A Disseminação do Crack

O Crack é uma droga por demais perigosa. Provoca acelerada degradação física e mental e causa rápida dependência. Com seu uso regular, desencadeia a Paranóia, a sensação de estar em constante ameaça. A reação a esse quadro é extremamente violenta. O Crack brutaliza a intimidade do seu consumidor, põe em risco quem se vicia e, frequentemente, as pessoas que estão à sua volta. Por conta desses resultados, as famílias que enfrentam esse drama sofrem agudamente com a precariedade da rede pública de atendimento, onde é difícil conseguir vaga para internação e são raríssimas as unidades ambulatoriais preparadas para lidar com viciados nessa droga.

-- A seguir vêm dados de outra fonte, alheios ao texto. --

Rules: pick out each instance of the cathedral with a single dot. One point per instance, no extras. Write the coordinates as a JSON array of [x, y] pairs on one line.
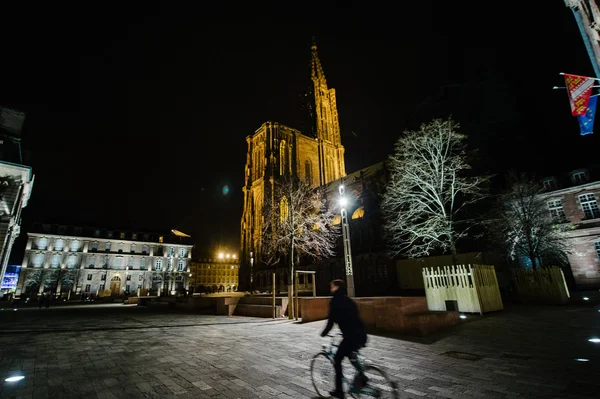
[[276, 150]]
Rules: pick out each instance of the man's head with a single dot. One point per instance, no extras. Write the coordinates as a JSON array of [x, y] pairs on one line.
[[337, 285]]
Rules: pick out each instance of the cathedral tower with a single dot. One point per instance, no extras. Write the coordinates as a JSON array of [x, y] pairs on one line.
[[331, 151], [274, 151]]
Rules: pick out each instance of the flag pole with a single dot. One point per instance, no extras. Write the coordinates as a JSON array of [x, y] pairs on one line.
[[564, 87], [589, 77]]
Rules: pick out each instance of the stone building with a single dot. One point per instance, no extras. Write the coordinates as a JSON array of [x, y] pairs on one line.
[[276, 150], [16, 182], [573, 201], [374, 271], [215, 275], [93, 261]]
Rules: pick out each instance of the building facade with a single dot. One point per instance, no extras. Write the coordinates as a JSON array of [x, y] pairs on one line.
[[98, 262], [215, 275], [573, 202], [276, 150], [16, 183]]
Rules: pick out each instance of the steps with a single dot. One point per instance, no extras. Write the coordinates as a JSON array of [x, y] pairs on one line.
[[253, 306]]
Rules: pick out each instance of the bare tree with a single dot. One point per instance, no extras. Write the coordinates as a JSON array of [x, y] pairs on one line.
[[297, 223], [428, 189], [526, 228]]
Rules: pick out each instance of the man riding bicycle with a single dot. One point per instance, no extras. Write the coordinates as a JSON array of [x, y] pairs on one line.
[[344, 312]]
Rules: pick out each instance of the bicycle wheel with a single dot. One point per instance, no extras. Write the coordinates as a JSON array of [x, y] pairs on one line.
[[322, 374], [379, 385]]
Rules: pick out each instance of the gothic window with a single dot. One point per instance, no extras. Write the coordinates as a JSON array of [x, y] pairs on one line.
[[282, 163], [308, 172], [284, 210], [75, 245], [359, 213], [59, 244]]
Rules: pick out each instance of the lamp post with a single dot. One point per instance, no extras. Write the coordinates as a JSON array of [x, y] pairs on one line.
[[347, 246]]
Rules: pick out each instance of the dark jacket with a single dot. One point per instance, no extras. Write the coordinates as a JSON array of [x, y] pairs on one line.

O desafio é mundial. Na Inglaterra, que tem programas bem sucedidos no atendimento a dependentes de heroína e outras drogas pesadas, os resultados das políticas públicas voltadas para o crack são modestos. No Brasil, o atendimento à saúde mental, que já apresentava problemas, ficou ainda mais caótico com a enxurrada de vítimas de crack. A epidemia se alastrou num momento de mudança na política de saúde mental no país. Desde 2001, com a aprovação da lei nº 10216, a internação deixou de ser encarada como pilar do tratamento de distúrbios psiquiátricos. A idéia é apenas internar pacientes com quadro agudo, que precisam de cuidados especiais e atenção constante por determinado período. E, superada essa fase crítica, transferí-los para uma rede ambulatorial externa. Faz todo sentido. No entanto, em decorrência dessa nova política, fecharam-se 16.000 leitos psiquiátricos no Brasil, mais de 30% do total. E o sistema ambulatorial ainda não engrenou. O número de unidades destinadas a dependentes de alcóol e drogas é ínfimo, apenas 200, de um total de quase 1400. Com precárias e escassas possibilidades de internação ou tratamento ambulatorial, os pacientes ficaram entregues à própria sorte. " A simples eliminação de leitos de internação deixou um rombo na rede de atendimento", diz o psiquiatra Mauro Aranha, da Faculdade de Ciências Médicas da Santa Casa de São Paulo.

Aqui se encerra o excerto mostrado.